For cost responsibility, Japan’s MLIT “restoration to original condition” guidance exists precisely because tenant–landlord cost disputes happen; it sets out common thinking about who bears repair costs when moving out. In earthquake situations, the cause matters (building defect vs. tenant negligence vs. normal wear), so documentation is your best friend.
What about condos?
If you live in a condominium (bunsō), you may need to contact both: your unit’s insurer (for any interior damage) and the building management association (common areas: exterior walls, roof membranes, shared pipes).
Keep the same evidence discipline: photos, notes, and timelines.
If you are renting the condo, no matter how long, the situation is the same as in an apartment. The condo owner is your landlord. Let everything go through them.
House owners beware of scammers
You are the management company. Aftershocks can worsen damage, so prioritize stopping leaks and protecting electrical areas. Get a professional inspection if you suspect roof or foundation issues.
Make sure to avoid quick “storm-chaser” style contractors during crisis weeks. Scammers abound in Japan, and will especially prey on people who do not know the situation. Never agree to let someone who walks up from the street work on your property.
Get the right insurance
Earthquake risk is one place where Japan is very specific: Earthquake Insurance is a separate system, attached to fire insurance, and covers damage from earthquake, volcanic eruption, and tsunami (fire insurance alone generally doesn’t cover earthquake-caused fire the same way).

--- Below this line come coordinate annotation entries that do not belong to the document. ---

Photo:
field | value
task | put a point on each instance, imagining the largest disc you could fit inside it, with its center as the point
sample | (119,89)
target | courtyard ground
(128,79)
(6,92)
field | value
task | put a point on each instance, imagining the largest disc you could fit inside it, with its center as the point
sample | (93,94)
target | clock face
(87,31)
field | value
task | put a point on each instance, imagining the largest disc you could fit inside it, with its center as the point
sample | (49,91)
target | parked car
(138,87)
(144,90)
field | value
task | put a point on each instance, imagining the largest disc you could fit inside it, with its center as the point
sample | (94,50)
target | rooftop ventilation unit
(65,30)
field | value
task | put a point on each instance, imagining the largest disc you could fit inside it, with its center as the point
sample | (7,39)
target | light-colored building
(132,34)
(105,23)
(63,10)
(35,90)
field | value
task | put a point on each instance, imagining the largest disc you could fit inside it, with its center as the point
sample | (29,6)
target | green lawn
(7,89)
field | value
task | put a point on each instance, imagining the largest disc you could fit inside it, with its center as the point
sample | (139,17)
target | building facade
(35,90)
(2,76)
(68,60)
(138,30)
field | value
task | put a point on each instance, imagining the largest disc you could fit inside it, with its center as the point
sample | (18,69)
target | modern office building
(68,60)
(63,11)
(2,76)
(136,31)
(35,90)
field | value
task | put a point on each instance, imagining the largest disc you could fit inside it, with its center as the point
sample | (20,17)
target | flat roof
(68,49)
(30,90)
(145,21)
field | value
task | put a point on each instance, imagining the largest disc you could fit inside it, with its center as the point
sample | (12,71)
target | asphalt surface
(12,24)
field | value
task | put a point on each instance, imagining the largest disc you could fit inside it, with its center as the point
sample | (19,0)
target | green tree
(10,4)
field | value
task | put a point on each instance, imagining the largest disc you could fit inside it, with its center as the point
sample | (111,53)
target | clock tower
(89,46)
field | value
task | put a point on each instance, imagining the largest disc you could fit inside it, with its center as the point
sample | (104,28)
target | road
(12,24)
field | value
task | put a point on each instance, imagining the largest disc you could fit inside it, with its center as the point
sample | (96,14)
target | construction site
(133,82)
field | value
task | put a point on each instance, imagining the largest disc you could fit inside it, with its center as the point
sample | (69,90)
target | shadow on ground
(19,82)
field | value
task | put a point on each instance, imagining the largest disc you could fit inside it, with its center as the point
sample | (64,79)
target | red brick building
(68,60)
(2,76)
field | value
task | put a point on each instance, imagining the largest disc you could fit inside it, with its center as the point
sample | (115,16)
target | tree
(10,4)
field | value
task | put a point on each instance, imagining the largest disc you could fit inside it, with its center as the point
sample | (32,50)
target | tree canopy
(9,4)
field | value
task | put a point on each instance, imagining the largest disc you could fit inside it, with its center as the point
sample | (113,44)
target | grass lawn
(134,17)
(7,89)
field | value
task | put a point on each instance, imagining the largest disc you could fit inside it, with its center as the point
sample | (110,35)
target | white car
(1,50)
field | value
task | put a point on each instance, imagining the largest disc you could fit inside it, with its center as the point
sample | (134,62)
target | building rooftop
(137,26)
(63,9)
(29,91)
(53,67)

So here is an insurance shortlist:
- Fire insurance + Earthquake insurance add-on (often essential for homeowners, and very relevant for renters’ contents too).
- Personal liability coverage (if your unit causes damage to others — e.g., water leakage from a broken pipe).

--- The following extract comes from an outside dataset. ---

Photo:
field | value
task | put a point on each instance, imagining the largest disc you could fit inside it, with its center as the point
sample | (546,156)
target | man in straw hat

- Contents coverage sized to your actual replacement costs (kids’ gear adds up fast).
A volcanic eruption is not “earthquake 2.0.” Especially not in Tokyo. It’s a different inconvenience profile: ash, air quality, clogged drains, transport stoppage, and longer disruption. It only happens very rarely — even when it was at its most active, Mt Fuji only erupted every 70 years. And the ash was not even worth recording.

However, that is how Tokyo will notice a volcanic eruption. Tokyo’s Mount Fuji ashfall site notes that volcanic ash could reach Tokyo in about two hours, depending on wind direction, and emphasizes information gathering from reliable sources like the Japan Meteorological Agency and local government. It also explains JMA’s ashfall forecasts, including rapid forecasts issued within minutes after an eruption and more detailed forecasts within tens of minutes.
An earthquake is a kinetic event. The ground shakes, and then it is over. Falling ash from a volcanic eruption means doing ash-specific preparations that is different from earthquake preparation.
- Masks and eye protection: snug masks and even industrial-certified masks (DS2/N95) for prolonged outdoor work, plus goggles and long sleeves. The ash gets everywhere unless you are covered.
- Keep ash out of your home: seal gaps with towels and masking tape; keep windows/doors closed.
- Drain protection: ash hardens when wet and can clog drains; don’t wash it down sinks or flush it in the toilet.
- Cleaning tools: brooms and collection bags; clean as soon as possible while wearing protection.
- Air conditioner protection: Cover the outdoor unit to prevent ash intrusion and breakdown.
And again, because ash events can disrupt logistics longer, Tokyo recommends stockpiling food and necessities for at least three days and ideally seven days or more. Do not forget water. The ash may disrupt the pumping system for the drinking water. Double the recommended stockpile in summer.